6,500 years old: the oldest gold jewelry in the world

Figure of the month: 4500 BC

Purely by accident, excavation work to lay a cable duct in 1972 revealed that the significance of gold as a symbol of wealth and prestige dates back even further than historians had previously assumed. It is not the Egyptian pyramids with their magnificent tombs that represent the earliest evidence of the popularity of gold in all conceivable forms such as jewellery, precious accessories or insignia of the social importance of the buried, but the cemetery of Varna in Bulgaria: the gold discovered there was dated back to 4500 BC in an examination of the burial site.

3,000 pieces of jewellery spread over 7,500 square metres

The Chalcolithic Necropolis (“City of the Dead”) of Varna extends over 7,500 square metres and houses 254 graves. This spatial extent of the burial ground is remarkable but not the reason Varna is considered a superlative, especially among historians. In fact, this special honour goes to the Wadi al-Salam cemetery (also known as Wadi as-Salam) in Najaf, Iraq, which, with an area of 9.17 square kilometres and around five million corpses buried, is considered the largest cemetery in the world. Wadi al-Salam has only been used since the 7th century, some 5,200 years after Varna. The reason for Varna’s fame is the discovery of more than 3,000 pieces of jewellery from the late Neolithic and early Copper Age, with a total weight of 6.5 kilograms. This quantity exceeds the total amount of gold artefacts recovered worldwide from the Copper Age to date many times over. Most of the jewellery consists of gold with an extremely high purity of between 23 and 23.5 carats.

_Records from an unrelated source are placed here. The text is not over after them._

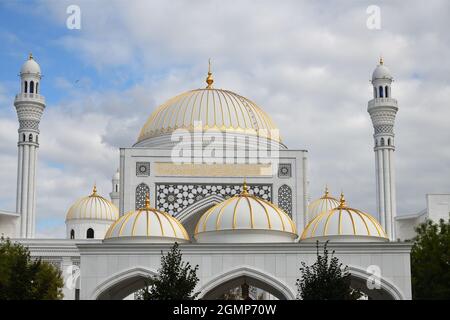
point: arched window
(141, 193)
(285, 199)
(90, 233)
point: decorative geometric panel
(52, 260)
(29, 124)
(384, 129)
(173, 198)
(284, 170)
(285, 199)
(142, 169)
(141, 193)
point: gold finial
(147, 201)
(209, 78)
(94, 190)
(342, 203)
(326, 193)
(244, 187)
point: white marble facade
(104, 257)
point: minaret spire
(383, 109)
(30, 106)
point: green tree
(430, 261)
(24, 278)
(175, 280)
(326, 279)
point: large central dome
(216, 110)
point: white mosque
(210, 171)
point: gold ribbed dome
(321, 205)
(245, 212)
(343, 223)
(148, 223)
(217, 109)
(93, 207)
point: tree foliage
(24, 278)
(430, 261)
(176, 279)
(326, 279)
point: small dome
(93, 207)
(344, 224)
(30, 66)
(321, 205)
(381, 72)
(148, 223)
(245, 218)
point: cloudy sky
(308, 64)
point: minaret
(382, 109)
(114, 194)
(29, 106)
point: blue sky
(306, 63)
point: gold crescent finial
(342, 203)
(209, 78)
(94, 190)
(326, 193)
(147, 201)
(245, 187)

Gold jewellery discoveries suggest clear social differentiation

First of all, the concentration of valuable burial gifts suggests the existence of a ruling class: By far the most gold jewellery – around 5 of the 6.5 kilograms – was found in only four graves, three of which contained only jewellery. One, however, was the final resting place of the ruler of the time. The Chalcolithic necropolis was also strictly structured according to the tasks and activities of the buried: with the help of horizontal differentiation, tradesmen and craftsmen were buried separately from cattle breeders and farmers. Men and women were also buried differently, with men lying on their backs and women in a lateral crouching position.

The most famous burial sites built 1,800 years later

There are probably no tombs that enjoy a higher degree of fame worldwide than the pyramids – first and foremost the Pyramid of Khufu, the largest and oldest of the three pyramids of Giza. They were built in the times of the Old Kingdom in Egypt from 2700 BC. Unfortunately, these tombs, originally richly decorated with gold jewellery and other showpieces, are among the most heavily looted in history: already in the Pharaonic Empire, tombs were robbed multiple times despite the most severe punishments for grave robbers. The fact that the tips of the pyramids, called pyramidia, were decorated with a special gold-silver alloy, is  unambiguously documented today.

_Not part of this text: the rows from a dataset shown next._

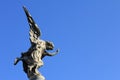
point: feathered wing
(34, 30)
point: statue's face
(49, 45)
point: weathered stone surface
(32, 59)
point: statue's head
(49, 45)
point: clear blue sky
(86, 31)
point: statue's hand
(16, 61)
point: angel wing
(34, 30)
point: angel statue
(32, 59)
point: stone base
(37, 77)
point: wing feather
(34, 29)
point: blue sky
(87, 32)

The oldest gold jewellery recovered in America was discovered at Lake Titicaca in Peru, a burial gift dated to around 2000 BC. The English Stonehenge, a ritual site with a sacrificial altar surrounded by numerous graves, also dates back to roughly this time. However, Stonehenge is less famous for burial gifts than for its megalithic stone circle, which is still considered a sacred place.

In Germany, the oldest gold jewellery was discovered in the Upper Palatinate near Regensburg in the grave of a warrior who died more than 4,000 years ago. This finding is considered evidence of the earliest use of gold in Bavaria.

It is not unlikely that even older gold jewellery will be found in the future: the precious metal must have fascinated mankind since time immemorial.